A note about git merge

git merge will also include the currently checked-out branch in the merged version.  So if you have branch1 checked out, and you run git merge branch2 branch3, the merged version will combine branch1 as well as branch2 and branch3.  That’s because the branch1 label will update after you make the merge commit, so it’s unlikely that you didn’t want the changes from branch1 included in the merge.  For this reason, you should always checkout one of the two branches you’re planning on merging before doing the merge.  Which one you should check out depends on which branch label you want to point to the new commit.

Since the checked-out branch is always included in the merge, you may have guessed that when you are merging two branches, you don't need to specify both of them as arguments to git merge on the command line. If you want to merge branch2 into branch1, you can simply git checkout branch1 and then type git merge branch2. The only reason to type git merge branch1 branch2 is if it helps you keep better mental track of which branches you are merging.

Also, since the two branches are merged, the order in which they are typed into the command line does not matter. The key is to remember that git merge always merges all the specified branches into the currently checked out branch, creating a new commit for that branch.

Merge conflict

If you get a message like this

Auto-merging game.js
CONFLICT (content): Merge conflict in game.js
Automatic merge failed; fix conflicts and then commit the result.

then your files were not in the same state as Caroline's when you started the merge.  To fix this, complete the following steps:

  1. Restore your files to their state before you started the merge by running git merge --abort
  2. Double check the state of your files.  If you run git log while the master branch is checked out, you should see Caroline's "Add color" commit as the second-most-recent, and the most recent should be your commit fixing the bullet bug.  If you use git diff to compare your commit to Caroline's, your commit should introduce the line this.delayBeforeBullet = 10; on line 424.  The line should be indented to the same level as the line below it using only spaces (no tabs), and the line should have no spaces after it.
  3. Once your file is in the correct state, create a new commit with your changes.
  4. Try the merge again.

Merge conflict (Newline characters between Windows and Unix systems)

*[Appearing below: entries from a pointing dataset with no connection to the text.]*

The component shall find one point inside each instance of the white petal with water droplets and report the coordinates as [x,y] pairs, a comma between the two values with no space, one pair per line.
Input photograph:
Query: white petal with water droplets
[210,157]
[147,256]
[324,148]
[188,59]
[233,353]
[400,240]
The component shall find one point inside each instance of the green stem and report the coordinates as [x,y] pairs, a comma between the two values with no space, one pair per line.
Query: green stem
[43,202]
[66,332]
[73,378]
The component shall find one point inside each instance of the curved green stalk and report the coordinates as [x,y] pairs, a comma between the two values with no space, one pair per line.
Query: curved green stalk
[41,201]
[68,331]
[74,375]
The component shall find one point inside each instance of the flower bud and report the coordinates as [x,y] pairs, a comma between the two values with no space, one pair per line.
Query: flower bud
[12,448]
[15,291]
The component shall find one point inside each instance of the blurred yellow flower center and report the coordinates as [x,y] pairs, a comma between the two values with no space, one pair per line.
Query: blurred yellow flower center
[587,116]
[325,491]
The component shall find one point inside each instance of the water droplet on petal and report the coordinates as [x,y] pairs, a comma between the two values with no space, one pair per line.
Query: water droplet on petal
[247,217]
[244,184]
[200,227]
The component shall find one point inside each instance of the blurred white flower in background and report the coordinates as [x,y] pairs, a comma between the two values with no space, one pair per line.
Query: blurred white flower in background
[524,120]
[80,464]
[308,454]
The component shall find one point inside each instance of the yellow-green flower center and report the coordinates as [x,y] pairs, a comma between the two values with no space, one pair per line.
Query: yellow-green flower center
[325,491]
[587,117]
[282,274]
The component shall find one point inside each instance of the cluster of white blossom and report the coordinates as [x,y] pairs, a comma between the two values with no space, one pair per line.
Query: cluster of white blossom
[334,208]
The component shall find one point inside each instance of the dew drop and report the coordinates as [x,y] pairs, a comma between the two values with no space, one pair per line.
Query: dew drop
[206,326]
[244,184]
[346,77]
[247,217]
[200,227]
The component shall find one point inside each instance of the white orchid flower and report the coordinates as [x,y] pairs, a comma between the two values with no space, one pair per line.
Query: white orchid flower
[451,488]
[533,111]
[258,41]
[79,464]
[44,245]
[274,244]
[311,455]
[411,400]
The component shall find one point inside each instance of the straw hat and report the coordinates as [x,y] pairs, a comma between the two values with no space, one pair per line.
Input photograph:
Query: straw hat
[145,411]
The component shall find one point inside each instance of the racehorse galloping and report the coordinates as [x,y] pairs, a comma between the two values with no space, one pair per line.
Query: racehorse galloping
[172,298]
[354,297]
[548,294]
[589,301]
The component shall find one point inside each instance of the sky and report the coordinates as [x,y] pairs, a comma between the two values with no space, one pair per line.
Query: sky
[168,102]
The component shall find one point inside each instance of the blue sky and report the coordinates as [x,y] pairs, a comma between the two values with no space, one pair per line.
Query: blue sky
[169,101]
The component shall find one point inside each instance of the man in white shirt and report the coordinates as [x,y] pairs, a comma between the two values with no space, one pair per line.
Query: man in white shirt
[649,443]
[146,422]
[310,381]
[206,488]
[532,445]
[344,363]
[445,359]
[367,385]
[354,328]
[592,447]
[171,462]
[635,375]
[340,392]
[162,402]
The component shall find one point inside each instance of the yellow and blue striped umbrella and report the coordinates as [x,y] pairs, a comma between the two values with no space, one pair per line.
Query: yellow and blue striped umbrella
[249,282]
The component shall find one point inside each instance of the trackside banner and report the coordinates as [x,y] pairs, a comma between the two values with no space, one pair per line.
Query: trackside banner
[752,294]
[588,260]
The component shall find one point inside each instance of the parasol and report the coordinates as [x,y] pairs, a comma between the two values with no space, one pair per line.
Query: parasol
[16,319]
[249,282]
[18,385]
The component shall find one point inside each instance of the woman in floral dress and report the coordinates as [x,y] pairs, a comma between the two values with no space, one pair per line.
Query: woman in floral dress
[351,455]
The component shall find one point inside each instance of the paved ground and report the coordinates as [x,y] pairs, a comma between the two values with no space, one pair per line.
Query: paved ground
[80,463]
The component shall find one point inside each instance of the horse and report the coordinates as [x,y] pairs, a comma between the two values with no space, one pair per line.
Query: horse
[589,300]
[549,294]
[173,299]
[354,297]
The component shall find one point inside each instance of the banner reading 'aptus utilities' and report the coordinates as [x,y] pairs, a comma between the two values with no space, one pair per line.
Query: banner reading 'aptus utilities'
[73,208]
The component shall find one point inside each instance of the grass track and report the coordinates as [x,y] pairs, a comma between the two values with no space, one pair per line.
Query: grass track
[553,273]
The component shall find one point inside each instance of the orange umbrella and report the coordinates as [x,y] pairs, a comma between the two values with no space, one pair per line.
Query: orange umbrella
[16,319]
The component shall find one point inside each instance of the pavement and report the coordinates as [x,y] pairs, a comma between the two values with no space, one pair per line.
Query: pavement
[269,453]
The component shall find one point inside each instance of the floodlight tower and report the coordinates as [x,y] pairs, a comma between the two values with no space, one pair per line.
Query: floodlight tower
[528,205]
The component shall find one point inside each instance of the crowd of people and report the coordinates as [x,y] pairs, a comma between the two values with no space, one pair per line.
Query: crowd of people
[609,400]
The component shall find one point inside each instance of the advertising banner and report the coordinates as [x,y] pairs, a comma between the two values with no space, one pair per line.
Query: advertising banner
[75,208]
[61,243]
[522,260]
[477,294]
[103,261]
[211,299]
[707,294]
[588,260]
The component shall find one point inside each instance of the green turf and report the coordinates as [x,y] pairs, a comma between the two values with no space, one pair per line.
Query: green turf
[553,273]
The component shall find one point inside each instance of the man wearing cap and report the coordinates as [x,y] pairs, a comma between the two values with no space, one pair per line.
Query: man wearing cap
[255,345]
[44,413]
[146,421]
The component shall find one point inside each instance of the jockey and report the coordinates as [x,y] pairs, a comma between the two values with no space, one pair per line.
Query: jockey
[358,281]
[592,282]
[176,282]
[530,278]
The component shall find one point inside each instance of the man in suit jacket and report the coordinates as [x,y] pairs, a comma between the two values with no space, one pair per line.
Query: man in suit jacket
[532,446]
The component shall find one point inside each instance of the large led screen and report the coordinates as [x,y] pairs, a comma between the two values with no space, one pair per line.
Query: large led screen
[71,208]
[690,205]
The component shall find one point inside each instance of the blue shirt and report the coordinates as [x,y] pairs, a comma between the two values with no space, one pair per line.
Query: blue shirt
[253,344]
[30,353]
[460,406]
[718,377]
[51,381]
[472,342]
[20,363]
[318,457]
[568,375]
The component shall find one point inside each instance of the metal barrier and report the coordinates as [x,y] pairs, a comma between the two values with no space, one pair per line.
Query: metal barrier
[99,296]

Context: Whenever we hit the "Enter" key on the keyboard, we are actually telling the computer to insert an invisible character into our text file to indicate to the computer that there should be a new line. Unix systems adds one character called the "line feed" character or LF or \n while Windows systems adds two characters, "carriage return" and "line feed" or CRLF or \r\n.

Caroline's files have LF because her files were edited on Mac OSX, which uses LF. If a Windows user were to edit Caroline's files, the Windows text editor might convert all LF to CRLF to make editing files possible. When the Windows user merges her file with Caroline's files, a merge conflict will result due to the different LF and CRLF characters.

To fix this, Windows users should set the global autocrlf attribute to true: git config --global core.autocrlf true. More information can be found here: https://help.github.com/articles/dealing-with-line-endings/#platform-all

Comparing a commit to its parent

The command Caroline mentions to compare a commit to its parent is git show commit_id

Morsel 28: Update Easy Mode

Diagramming Tools

If you have a favorite that we don't have listed here, mention it in a forum post so that others can find it!

Morsel 30: Committing the Conflict Resolution

Near the beginning of the video, Caroline accidentally says "I still need to let Git know that the conflict is reserved." She meant "resolved", not "reserved".